Entró en la oficina y
un viento helado se coló junto a su gabardina azul. Parecía un ayudante de
avión de pasajeros. Pero era el “nuevo”. Me entregó una carpeta con sus
papeles. El membrete decía Camilo Cruz, “Despachante de Aduanas de Primera”. El
cabello cortado al ras. Y cuando se sacó los guantes, pude ver sus manos,
delgadas y azuladas. Sus dedos entintados con el color de los sellos que
viviríamos poniendo en cada expediente. Como buen profesional, llegaba a la
oficina temprano, a la hora en que yo, ya había cumplido mi horario. A él, le
tocaba el nocturno. Yo regresaba a casa, donde mi hijo Mario me esperaba
bañado, con la tarea hecha y despidiendo a su querida Clarisa, que lo cuidaba
cuando yo trabajaba. Aclaro que mi “querido esposo” se había escapado de la
región con una bailarina que conoció en el casino.
Todo andaba muy bien,
el puerto era un entrar y salir de barcos cargados de mil materiales y objetos
que partían para el mundo. Al tiempo, habrían pasado unos catorce meses, mi
compañero comenzó a traer, un portafolio de cuero negro, que no dejaba nunca a
mano de nadie. Parecía un comisionado del Estado en Guerra. Lo miraba de
soslayo y él, se ponía muy nervioso.
De la pensión se mudó
al hotel cinco estrellas, único en la zona portuaria y se alejaba cada día más
de los empleados comunes y antiguos del puerto y de la delegación de la aduana.

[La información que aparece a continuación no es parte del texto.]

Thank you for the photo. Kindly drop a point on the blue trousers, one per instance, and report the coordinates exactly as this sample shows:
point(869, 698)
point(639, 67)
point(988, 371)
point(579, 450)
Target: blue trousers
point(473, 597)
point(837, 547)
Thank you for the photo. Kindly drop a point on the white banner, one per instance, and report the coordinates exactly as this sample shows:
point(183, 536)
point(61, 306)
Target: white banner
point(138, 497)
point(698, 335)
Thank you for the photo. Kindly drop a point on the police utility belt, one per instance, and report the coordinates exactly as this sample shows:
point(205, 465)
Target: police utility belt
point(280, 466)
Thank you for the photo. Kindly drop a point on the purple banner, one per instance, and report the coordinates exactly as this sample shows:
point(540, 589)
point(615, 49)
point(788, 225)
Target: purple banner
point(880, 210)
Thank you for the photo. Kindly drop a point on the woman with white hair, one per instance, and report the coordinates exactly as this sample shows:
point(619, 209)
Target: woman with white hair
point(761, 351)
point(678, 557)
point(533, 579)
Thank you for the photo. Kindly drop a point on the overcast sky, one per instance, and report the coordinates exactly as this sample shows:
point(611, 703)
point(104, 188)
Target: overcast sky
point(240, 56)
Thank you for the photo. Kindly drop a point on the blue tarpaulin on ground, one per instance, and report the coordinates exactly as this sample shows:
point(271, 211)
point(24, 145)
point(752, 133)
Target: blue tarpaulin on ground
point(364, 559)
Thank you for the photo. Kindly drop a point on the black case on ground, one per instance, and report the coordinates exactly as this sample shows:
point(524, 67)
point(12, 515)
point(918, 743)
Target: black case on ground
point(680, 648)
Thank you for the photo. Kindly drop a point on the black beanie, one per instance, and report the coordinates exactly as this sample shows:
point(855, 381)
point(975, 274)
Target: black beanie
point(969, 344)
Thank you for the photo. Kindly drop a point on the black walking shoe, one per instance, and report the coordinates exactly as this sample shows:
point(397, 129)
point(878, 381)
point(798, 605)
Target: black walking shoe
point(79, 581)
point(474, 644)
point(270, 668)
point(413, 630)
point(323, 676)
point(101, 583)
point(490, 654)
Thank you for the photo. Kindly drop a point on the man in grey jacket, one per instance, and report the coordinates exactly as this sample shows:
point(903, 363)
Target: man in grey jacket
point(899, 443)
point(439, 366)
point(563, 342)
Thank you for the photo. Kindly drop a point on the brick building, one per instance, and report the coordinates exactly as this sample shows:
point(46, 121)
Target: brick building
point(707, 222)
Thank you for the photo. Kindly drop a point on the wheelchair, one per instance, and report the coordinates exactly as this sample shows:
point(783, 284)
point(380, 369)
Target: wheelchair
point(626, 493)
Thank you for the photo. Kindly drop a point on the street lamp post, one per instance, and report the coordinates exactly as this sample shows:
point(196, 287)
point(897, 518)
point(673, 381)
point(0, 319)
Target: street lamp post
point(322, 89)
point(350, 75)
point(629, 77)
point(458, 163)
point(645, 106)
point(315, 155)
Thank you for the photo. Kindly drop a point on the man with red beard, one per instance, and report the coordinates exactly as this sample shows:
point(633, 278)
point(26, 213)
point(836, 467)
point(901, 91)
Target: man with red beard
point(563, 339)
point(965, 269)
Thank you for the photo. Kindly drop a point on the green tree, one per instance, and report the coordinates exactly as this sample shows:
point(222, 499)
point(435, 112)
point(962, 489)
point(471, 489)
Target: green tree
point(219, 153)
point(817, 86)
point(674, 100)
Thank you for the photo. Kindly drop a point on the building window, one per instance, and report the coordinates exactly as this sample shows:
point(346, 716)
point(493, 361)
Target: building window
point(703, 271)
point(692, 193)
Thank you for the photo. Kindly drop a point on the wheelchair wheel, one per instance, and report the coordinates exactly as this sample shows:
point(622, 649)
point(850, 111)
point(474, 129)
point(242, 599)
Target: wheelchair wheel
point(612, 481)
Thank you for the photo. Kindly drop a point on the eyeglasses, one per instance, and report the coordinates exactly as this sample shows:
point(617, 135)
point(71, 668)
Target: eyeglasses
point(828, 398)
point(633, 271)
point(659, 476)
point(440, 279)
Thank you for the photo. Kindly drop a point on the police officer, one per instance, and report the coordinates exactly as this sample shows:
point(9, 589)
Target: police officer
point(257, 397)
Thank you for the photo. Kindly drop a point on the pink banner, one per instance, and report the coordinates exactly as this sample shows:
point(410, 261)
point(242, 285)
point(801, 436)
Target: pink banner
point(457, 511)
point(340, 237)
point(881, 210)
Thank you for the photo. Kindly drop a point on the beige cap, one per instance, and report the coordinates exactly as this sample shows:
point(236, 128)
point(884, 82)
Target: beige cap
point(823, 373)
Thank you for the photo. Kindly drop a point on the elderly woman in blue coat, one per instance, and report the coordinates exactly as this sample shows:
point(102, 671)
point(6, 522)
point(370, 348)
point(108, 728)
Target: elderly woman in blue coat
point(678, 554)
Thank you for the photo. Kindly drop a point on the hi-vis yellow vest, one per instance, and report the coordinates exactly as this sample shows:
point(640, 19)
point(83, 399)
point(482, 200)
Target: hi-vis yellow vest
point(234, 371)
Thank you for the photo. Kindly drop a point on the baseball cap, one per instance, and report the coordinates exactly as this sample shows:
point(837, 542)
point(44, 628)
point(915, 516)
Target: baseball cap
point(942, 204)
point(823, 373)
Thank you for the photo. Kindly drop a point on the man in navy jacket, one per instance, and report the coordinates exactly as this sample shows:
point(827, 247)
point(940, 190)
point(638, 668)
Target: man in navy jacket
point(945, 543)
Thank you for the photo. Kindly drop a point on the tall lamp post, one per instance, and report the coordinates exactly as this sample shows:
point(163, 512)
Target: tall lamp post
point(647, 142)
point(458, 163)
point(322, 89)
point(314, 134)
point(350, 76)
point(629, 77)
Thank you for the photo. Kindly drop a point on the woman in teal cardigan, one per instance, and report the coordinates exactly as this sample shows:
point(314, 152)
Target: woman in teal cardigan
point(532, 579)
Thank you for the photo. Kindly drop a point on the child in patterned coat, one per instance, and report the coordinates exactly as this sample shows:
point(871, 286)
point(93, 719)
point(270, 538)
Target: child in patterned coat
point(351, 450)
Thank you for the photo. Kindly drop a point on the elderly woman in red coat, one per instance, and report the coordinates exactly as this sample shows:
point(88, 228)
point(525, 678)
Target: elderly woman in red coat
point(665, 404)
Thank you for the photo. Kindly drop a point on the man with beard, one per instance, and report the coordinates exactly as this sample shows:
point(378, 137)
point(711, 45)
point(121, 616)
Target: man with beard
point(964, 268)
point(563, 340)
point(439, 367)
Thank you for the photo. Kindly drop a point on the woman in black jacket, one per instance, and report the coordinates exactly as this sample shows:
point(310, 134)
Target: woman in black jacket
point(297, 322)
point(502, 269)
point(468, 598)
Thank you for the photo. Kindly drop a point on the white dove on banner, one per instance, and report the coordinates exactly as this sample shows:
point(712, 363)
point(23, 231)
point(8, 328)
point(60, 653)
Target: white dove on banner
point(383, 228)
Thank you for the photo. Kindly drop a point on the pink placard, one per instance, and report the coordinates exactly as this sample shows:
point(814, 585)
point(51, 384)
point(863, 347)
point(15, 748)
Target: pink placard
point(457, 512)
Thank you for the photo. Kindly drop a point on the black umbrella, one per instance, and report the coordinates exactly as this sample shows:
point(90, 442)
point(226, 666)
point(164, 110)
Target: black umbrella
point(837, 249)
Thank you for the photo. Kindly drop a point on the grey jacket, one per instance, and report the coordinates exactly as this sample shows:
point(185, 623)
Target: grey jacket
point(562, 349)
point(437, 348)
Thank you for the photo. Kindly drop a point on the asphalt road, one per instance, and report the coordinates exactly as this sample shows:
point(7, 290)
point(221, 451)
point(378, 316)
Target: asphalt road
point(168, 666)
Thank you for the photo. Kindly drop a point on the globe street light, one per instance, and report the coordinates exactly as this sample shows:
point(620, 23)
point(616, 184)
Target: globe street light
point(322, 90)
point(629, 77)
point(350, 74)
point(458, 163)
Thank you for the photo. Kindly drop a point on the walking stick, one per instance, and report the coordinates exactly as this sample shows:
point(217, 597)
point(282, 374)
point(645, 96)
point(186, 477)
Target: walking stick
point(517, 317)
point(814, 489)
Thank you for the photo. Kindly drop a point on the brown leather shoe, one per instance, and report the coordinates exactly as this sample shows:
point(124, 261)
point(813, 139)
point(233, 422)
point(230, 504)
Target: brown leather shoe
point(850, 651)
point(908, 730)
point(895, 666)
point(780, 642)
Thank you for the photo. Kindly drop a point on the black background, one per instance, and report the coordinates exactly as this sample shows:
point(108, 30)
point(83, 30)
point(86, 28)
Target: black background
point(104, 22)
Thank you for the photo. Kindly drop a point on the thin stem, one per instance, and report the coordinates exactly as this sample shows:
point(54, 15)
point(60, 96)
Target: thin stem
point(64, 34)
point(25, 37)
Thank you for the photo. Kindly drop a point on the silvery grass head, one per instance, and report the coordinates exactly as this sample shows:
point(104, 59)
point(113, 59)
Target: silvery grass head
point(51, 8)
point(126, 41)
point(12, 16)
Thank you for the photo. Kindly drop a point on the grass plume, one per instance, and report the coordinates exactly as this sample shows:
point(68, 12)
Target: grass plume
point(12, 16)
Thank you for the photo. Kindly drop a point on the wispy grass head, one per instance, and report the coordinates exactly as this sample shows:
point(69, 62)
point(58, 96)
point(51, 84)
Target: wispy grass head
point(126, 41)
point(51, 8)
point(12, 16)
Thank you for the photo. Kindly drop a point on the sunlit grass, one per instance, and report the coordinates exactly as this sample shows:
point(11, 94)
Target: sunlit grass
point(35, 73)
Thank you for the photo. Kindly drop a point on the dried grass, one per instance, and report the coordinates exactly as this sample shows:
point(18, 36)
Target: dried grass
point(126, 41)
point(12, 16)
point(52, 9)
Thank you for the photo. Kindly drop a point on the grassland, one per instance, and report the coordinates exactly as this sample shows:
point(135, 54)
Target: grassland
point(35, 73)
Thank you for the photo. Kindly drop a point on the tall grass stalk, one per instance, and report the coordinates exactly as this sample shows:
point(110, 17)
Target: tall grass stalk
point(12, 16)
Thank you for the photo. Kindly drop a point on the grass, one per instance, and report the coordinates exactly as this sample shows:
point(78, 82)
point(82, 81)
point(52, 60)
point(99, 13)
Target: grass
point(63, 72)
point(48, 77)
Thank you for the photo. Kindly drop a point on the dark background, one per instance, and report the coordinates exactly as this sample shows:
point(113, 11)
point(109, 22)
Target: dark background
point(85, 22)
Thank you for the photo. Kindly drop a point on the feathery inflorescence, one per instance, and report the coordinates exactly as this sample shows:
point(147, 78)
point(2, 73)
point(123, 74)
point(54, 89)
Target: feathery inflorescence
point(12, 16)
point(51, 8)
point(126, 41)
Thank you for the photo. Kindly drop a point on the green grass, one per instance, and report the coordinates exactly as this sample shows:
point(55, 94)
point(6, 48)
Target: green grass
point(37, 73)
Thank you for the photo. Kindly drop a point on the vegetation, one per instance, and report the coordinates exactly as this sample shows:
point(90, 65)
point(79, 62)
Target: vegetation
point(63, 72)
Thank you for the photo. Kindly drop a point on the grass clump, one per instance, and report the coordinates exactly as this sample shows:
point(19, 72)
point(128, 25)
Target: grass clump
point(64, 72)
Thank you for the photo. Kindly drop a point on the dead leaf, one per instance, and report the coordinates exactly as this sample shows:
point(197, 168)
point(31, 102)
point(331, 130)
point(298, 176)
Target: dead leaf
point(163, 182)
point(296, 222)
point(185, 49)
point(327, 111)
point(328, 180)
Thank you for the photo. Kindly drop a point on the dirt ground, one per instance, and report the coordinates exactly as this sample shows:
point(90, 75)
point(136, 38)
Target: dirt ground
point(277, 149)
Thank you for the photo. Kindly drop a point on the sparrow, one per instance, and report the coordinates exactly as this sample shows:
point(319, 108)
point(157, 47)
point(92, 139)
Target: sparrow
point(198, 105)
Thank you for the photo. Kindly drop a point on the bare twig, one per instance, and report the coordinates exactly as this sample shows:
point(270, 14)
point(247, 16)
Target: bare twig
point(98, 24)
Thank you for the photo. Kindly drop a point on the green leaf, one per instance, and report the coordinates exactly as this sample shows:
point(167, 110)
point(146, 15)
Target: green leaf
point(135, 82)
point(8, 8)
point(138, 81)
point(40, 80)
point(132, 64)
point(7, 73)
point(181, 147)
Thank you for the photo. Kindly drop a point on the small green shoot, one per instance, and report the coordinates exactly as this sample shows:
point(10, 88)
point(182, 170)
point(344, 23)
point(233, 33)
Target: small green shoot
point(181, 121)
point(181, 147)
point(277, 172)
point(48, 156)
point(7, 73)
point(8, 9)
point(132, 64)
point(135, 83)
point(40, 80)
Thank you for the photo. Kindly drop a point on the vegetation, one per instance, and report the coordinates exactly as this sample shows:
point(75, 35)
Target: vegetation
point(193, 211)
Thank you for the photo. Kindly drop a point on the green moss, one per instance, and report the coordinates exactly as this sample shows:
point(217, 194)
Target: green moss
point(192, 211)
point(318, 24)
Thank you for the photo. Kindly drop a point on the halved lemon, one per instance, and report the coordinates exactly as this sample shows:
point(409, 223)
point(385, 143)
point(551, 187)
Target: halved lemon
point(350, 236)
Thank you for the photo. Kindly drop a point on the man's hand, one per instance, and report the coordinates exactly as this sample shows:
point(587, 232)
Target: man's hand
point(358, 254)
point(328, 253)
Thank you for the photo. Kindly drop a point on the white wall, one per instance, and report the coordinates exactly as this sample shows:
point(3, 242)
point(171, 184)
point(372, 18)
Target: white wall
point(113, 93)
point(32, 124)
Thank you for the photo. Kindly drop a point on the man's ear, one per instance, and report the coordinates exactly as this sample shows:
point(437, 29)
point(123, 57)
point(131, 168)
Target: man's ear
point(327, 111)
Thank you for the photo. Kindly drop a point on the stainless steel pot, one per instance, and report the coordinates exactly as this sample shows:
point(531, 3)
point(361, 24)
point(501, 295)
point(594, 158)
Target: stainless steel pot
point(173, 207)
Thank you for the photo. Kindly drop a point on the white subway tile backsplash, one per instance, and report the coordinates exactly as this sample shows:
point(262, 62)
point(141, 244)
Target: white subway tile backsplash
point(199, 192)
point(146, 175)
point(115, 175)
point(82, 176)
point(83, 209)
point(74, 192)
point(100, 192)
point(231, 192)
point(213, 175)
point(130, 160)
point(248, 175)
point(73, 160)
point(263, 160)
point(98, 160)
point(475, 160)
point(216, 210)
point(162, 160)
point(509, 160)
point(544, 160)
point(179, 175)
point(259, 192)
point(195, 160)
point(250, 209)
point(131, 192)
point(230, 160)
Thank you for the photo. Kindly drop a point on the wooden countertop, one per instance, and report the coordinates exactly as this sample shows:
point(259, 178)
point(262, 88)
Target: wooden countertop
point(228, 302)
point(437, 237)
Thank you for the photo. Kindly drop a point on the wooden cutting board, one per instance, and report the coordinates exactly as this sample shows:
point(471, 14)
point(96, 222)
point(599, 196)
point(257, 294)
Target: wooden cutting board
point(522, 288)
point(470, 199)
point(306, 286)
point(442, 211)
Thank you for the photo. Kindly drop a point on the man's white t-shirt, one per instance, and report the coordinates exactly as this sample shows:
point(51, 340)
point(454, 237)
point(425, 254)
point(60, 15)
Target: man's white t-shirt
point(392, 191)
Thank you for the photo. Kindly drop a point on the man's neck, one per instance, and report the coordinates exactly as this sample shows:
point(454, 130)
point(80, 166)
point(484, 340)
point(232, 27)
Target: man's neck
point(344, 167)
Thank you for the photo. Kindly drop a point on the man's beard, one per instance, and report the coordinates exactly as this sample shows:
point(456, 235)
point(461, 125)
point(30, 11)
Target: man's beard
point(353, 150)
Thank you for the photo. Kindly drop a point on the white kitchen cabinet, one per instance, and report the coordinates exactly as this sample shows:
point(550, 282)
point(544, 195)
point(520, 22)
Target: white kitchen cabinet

Yo me sentía curiosa. ¿Qué tanto podía cobrar él, más que yo, que había
trabajado veinticinco años en ese lugar?
Ese verano vino a visitarlo
una hermana de la capital y me invitaron a cenar en el famoso hotel. El chef
era famoso y algunos parroquianos eran verdaderos comerciantes del mundo mágico
de las Bolsas de los Países Ricos. Lo raro que él, portaba su famoso portafolio
que ya no era de cuero, era de aluminio o un metal semejante. Lo ponía entre
las piernas y sostenía con una pequeña cadena su manija. La gente extrañada lo
miraba. Yo pensé: “Creerán que tiene secretos de Estado y es un doble espía”.
Luego, apartaban la mirada por temor a mostrarse curiosos y vigilantes. Me
moría por saber qué cosa tan extraordinaria llevaba en ese maletín.
Pasó el tiempo y ya
hasta lo llevaba al retrete, al bar, a la cantina… en fin no se desprendía de
eso que colgaba de su muñeca entintada de los sellos que a diario golpeábamos
sobre los papeles.
¡Un día no pude más y
lo interrogué! ¿Qué llevas allí, Camilo Cruz? ¿Qué es tan importante, dime?
Hemos trabajado varios años juntos en este lugar y nunca entiendo para qué te
complicas la existencia por un maletín… y bien, ya sabes que soy gente de
confianza, puedes incluso ir al baño y dejármelo y te lo cuido. ¡Ese día me lo
entregó! Temblaba. ¡Cuídalo entre tus piernas, que de paso, te digo, son
hermosas! Yo no supe si reír o llorar. Lo esperé con él, entre los tobillos
mientras ponía en orden papeles de un nuevo barco que había ingresado a puerto
desde Rotterdam.
Cuando salió,
atribulado, secándose las manos, me dijo: ¡Amiga, si quieres saber que tiene mi
portafolio, aquí tienes la llave, ábrelo! Así lo hice. Ante mis ojos el brillo
de docenas de lingotes de oro, brillaron como el sol al medio día. Me quedé
muda. Él, sonrió, puso llave al valijín y me dijo: En casa tengo mucho más. Es
lo que me gano en esta cueva de ladrones cuando me obligan a pasar mercadería
de contrabando.
Yo, casi me desmayo.
Tantos años trabajando con total honradez y a él, le habían llenado la vida de
lingotes de oro. ¡Qué injusticia!
Tuve que denunciarlo y
al mes me trasladaron a una oficina en un lugar remoto, donde mi pequeño hijo,
ni escuela tenía. Él, Camilo Cruz siguió como jefe en el puesto que yo había
sido forzada a abandonar. La que portaba ahora una cruz, era yo por ingenua.